Thursday, March 12, 2015

Health in All Urban Policies - new publications

We recently published our work in Richmond, CA, detailing our Health in all Policies (HiAP) strategy and ordinance. The Ordinance was singed into law by the Richmond City Council in April 2014. We have detailed the processes and content of our work in two papers:

"Health in All Urban Policy: City Services through the Prism of Health," from the Journal of Urban Health &
"A Health-In-All-Policies Approach Addresses Many Of Richmond, California’s Place-Based Hazards, Stressors," from the journal Health Affairs.
We hope to share our experiences with other cities aiming to incorporate Health Equity in all decision making.

Health Equity in Paris

With all the attention to inequalities in Paris and Europe more generally, I am co-leading a collaboration between University of Paris X, Nanterre, and UC Berkeley focused on reducing health inequities in the Paris and San Francisco metropolitan regions. This collaboration started in Fall 2013 and continues into February 2015.  During February,  I brought a team from Richmond, California, to Paris to share our experiences with the Richmond Health Equity Partnership and Health in All Policies and to learn from collaborations between the University Paris and Ile de France, Conseil Regional. We heard from students from the Sante pubique et territores laboratory about their term projects researching the determinants of cancer disparities.  We also met with with Marianne Auffret, vice Mayor of Paris 14th, in charge of Health.  We plan to continue this collaboration through a comparative study of the health equity implications of the "Suburbanization of Poverty" in Paris and the San Francisco Bay Area.  Stay tuned. 

Wednesday, March 5, 2014

International Conference on Urban Health - Manchester

The 11th International Conference on Urban Health begins runs from 4-7 March in Manchester, UK.  The theme is Partnerships for Global Urban Health and papers and delegates from around the world will be presenting on interesting urban health research and policy issues.
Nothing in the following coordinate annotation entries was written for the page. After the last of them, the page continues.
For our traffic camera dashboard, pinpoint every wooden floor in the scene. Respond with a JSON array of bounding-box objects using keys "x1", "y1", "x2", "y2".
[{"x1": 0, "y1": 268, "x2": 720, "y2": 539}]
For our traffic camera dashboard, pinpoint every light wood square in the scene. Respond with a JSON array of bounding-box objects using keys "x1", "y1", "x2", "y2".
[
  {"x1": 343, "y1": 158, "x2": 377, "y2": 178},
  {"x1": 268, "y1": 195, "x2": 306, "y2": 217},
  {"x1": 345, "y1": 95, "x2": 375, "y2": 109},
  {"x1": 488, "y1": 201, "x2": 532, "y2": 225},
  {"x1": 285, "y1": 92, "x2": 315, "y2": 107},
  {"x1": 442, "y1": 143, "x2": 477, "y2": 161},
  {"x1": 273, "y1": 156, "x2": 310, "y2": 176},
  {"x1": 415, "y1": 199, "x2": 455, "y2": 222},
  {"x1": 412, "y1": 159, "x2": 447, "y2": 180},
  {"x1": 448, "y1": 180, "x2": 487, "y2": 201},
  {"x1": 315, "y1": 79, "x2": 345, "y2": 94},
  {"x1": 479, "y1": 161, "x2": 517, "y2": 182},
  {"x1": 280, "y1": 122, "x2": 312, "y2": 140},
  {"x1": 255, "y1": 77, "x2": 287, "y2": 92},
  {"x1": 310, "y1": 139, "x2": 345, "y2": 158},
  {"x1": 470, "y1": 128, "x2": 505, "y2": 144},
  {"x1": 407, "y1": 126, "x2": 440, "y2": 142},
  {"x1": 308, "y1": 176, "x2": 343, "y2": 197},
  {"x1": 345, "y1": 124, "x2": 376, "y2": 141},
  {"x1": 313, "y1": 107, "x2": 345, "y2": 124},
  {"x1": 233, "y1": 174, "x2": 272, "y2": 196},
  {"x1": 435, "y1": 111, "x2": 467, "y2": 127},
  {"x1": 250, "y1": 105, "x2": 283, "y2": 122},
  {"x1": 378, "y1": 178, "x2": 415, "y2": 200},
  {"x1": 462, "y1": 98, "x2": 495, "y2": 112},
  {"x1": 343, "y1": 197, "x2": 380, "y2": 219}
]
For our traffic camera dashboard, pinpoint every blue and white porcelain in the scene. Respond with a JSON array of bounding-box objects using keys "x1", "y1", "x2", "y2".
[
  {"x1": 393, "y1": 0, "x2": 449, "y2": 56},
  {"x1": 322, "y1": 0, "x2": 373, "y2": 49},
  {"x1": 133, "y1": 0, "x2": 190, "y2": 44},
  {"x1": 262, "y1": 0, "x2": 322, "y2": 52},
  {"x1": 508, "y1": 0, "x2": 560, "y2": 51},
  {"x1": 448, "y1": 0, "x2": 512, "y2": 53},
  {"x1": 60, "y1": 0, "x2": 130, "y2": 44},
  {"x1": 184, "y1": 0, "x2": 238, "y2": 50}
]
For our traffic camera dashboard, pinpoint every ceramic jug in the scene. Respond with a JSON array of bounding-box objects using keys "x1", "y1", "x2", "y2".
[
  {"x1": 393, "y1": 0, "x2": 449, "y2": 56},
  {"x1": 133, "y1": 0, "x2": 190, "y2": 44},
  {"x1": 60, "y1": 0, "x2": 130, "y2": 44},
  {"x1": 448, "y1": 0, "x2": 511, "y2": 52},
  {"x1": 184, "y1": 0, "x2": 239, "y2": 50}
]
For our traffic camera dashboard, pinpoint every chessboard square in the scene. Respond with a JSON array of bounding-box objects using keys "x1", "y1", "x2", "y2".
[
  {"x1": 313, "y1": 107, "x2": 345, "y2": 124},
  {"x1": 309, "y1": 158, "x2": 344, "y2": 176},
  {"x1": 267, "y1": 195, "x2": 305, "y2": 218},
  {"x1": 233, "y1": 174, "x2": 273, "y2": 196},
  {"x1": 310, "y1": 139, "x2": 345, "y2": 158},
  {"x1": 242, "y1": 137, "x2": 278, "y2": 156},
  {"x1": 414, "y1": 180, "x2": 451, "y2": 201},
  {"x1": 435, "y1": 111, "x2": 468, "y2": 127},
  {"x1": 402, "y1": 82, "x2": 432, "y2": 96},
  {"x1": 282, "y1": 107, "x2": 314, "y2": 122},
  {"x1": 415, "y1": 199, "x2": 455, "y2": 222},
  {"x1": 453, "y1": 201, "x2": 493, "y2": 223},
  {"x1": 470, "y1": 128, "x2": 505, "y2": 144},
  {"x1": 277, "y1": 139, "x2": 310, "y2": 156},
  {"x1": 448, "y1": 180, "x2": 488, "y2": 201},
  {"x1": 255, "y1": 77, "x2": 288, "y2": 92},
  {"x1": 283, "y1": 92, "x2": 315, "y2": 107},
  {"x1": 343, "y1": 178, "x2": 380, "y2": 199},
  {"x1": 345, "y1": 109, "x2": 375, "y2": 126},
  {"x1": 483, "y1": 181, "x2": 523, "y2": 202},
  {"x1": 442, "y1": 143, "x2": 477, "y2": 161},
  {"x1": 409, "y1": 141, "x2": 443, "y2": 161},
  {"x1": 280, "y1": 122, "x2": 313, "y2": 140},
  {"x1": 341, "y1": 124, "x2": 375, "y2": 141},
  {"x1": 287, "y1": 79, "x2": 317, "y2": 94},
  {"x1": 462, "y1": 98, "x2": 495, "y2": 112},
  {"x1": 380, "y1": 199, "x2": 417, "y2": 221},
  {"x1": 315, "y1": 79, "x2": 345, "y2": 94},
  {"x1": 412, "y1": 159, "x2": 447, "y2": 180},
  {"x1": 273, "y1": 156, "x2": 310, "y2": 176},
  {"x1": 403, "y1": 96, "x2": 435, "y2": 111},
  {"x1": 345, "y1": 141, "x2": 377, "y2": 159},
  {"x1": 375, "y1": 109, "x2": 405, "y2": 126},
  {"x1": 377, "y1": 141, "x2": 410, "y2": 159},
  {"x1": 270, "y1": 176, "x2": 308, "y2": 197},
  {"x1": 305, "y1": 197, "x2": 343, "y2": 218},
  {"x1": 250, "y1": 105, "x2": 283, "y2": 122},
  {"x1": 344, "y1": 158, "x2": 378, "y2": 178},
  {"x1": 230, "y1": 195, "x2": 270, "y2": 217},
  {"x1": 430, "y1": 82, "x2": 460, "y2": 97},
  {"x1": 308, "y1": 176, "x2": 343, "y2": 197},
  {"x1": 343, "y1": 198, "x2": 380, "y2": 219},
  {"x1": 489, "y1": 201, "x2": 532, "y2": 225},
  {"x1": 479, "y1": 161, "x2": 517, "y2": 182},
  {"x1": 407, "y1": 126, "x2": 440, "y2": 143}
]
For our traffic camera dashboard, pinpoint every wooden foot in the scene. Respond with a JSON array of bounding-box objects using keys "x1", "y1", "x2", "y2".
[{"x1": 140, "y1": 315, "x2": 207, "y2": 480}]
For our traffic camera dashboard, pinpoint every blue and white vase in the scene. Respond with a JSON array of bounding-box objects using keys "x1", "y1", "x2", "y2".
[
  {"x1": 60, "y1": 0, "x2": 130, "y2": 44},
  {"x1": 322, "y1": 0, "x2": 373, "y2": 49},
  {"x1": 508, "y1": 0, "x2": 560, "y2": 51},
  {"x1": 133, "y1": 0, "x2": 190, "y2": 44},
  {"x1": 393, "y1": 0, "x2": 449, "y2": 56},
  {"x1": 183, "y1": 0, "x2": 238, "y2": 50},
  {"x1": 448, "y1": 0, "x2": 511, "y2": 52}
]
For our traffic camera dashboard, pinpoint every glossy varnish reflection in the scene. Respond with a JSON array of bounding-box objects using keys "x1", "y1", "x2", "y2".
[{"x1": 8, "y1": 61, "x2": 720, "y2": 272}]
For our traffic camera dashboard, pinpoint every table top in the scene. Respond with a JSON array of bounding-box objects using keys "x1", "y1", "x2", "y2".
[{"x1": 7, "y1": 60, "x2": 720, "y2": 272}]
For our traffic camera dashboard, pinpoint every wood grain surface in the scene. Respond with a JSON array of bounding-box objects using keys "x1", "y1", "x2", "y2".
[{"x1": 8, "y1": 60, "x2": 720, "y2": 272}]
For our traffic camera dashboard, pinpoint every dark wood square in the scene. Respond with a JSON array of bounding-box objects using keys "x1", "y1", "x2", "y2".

I'll be keynoting and co-Chairing the section on Urban Planning and Architecture and giving a talk on Planning the Healthy and Equitable City.

Wednesday, July 17, 2013

Collaborative Slum Mapping for Political Power in Nairobi

National Public Radio (NPR) is running a feature story today on the work of our collaborative between Slum Dwellers International (SDI), Muungano Support Trust, the University of Nairobi, and our team at the University of California, Berkeley.  The story nicely describes the importance of mapping as a process of recognition and increasing political power for slum dwellers.  The water project mentioned in this story emerged, in part, from community planning that our team facilitated.  I provided some examples of maps for the NPR story which can be listened-to or read here:
Both of the maps that appear in the NPR story were generated by our collaborative that includes slum dwellers from Mathare in Nairobi, our NGO and University partners, and UC Berkeley students from the Departments of City and Regional Planning (DCRP) and School of Public Health.  
One of our maps of the Mathare slum in Nairobi published by NPR today
Since 2008, I have lead a team of UC Berkeley students and researchers to support data gathering, map making, planning and advocacy to improve the lives and living conditions of Kenya's urban slum dwellers.  The reflections and insights from the tens of students that have participated in my Nairobi Studio can be found on the blog,

Much of the material we have generated in collaboration with our Kenyan partners, including maps, detailed survey data, and planning and design proposals to improve infrastructure, housing, economic opportunities, health and environmental conditions in Mathare and other slums in Nairobi can be found on the web site of the Center for Global Healthy Cities at UC Berkeley.

Monday, March 18, 2013

Urban Health Equity in All Policies: Toward a new science of the city

I just published a new opinion piece in the UK Guardian about the need to integrate Health in All Policies with urban equity.  The idea is to re-orient science-policy in fundamental ways to ensure social justice is that the center of new city, state and national policy making.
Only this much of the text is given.